Symbol of enduring love
|THE ROGERS TEDDY BEAR|
In 1916, ten-year-old Aileen Rogers sent to France a special gift for her father, Lieutenant Lawrence Browning Rogers of the 5th Canadian Mounted Rifles, who was serving on the Western Front. Intended as both a good luck charm and a memento of home, Aileen’s gift was a small teddy bear. The following year, Lieutenant Rogers, along with thousands of other Canadian soldiers, was killed at the battle of Passchendaele. In one of his pockets, his comrades found Aileen’s teddy bear, which they shipped back to her family in Canada. Eighty-five years later, Lieutenant Rogers’ granddaughter, Roberta Rogers Innes, found an old briefcase. Inside was the teddy bear, along with letters and other war memorabilia. Roberta later donated the teddy bear to the Canadian War Museum, where it became one of the Museum’s most beloved artifacts.
The gift that changed lives
|LITTLE SUSSIE’S COAT|
War can bring people together in surprising ways. In the winter of 1944-45, Bob Elliott was a 19-year old soldier from Olds, Alberta, helping to defend the Allied line near Alphen, Holland. Bob’s unit struck up a friendship with ten-year-old Sussie Cretier, whose constant singing and laughter were a welcome respite for the homesick, war-weary Canadian soldiers. On Christmas Day, they expressed their affection with a gift that included a smart military-style coat. Made by a local seamstress from a grey army blanket, it also used buttons taken from the soldiers’ uniforms.

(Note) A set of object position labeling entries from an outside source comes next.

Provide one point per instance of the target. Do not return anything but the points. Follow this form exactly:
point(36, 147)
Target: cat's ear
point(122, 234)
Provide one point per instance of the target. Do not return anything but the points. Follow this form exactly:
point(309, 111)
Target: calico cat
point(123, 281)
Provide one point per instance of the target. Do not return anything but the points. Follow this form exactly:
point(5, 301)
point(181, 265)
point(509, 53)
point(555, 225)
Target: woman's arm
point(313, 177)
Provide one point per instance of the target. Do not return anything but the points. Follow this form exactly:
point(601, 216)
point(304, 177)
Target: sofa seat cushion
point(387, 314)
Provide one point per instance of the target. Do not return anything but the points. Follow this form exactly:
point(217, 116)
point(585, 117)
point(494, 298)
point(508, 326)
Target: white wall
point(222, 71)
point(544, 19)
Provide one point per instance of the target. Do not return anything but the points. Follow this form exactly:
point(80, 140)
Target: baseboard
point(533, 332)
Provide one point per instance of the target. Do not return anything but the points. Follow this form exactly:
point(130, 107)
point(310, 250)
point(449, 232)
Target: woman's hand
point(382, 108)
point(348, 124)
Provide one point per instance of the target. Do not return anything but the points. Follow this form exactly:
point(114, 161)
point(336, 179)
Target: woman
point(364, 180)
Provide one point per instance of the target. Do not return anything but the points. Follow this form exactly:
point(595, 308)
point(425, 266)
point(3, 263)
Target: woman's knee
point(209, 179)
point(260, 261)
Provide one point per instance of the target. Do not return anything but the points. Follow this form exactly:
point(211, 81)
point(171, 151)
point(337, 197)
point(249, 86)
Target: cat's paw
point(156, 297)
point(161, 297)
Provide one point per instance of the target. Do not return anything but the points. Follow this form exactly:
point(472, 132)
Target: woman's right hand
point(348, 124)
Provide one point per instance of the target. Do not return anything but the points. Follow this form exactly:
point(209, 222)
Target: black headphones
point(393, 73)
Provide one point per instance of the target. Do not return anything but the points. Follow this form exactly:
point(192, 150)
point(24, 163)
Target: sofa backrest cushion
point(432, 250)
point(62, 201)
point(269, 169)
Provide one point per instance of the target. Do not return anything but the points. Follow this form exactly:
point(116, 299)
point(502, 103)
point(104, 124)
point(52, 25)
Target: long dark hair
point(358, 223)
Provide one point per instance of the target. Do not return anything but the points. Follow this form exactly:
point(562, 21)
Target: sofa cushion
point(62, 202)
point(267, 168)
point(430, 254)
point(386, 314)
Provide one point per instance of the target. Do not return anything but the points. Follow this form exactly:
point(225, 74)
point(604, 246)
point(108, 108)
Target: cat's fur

Sussie, whose own coat was falling apart, was delighted. But the story does not end there. In 1981, Bob, recently divorced, went to Holland for his first visit since the war. He was met at the airport by Sussie, also recently divorced. Later that year, they married, and today they divide their time between Edmonton and the Netherlands. Sussie donated her special coat to the Canadian War Museum in 2006.
Remembering a great Canadian hero
|SHANKLAND MEDAL SET|
Robert Shankland was born in Ayr, Scotland, in 1887, and moved to Canada in 1910. At the start of the First World War, he joined the 43rd Battalion, Canadian Expeditionary Force, as a private. In 1916, now a sergeant, he was awarded the Distinguished Conduct Medal for his courage during the battle of Sanctuary Wood, Belgium. In October 1917, Shankland, recently promoted to lieutenant, led a platoon of 40 men in the battle of Passchendaele, Belgium. After capturing and holding a trench line defending the approach to Passchendaele, he made his way alone through thick mud and German shelling to battalion headquarters to present plans for a counterattack with reinforcements. He returned to his platoon and led the counterattack. For his actions that day, Shankland was awarded the Victoria Cross, the highest military honour awarded to British and Commonwealth forces.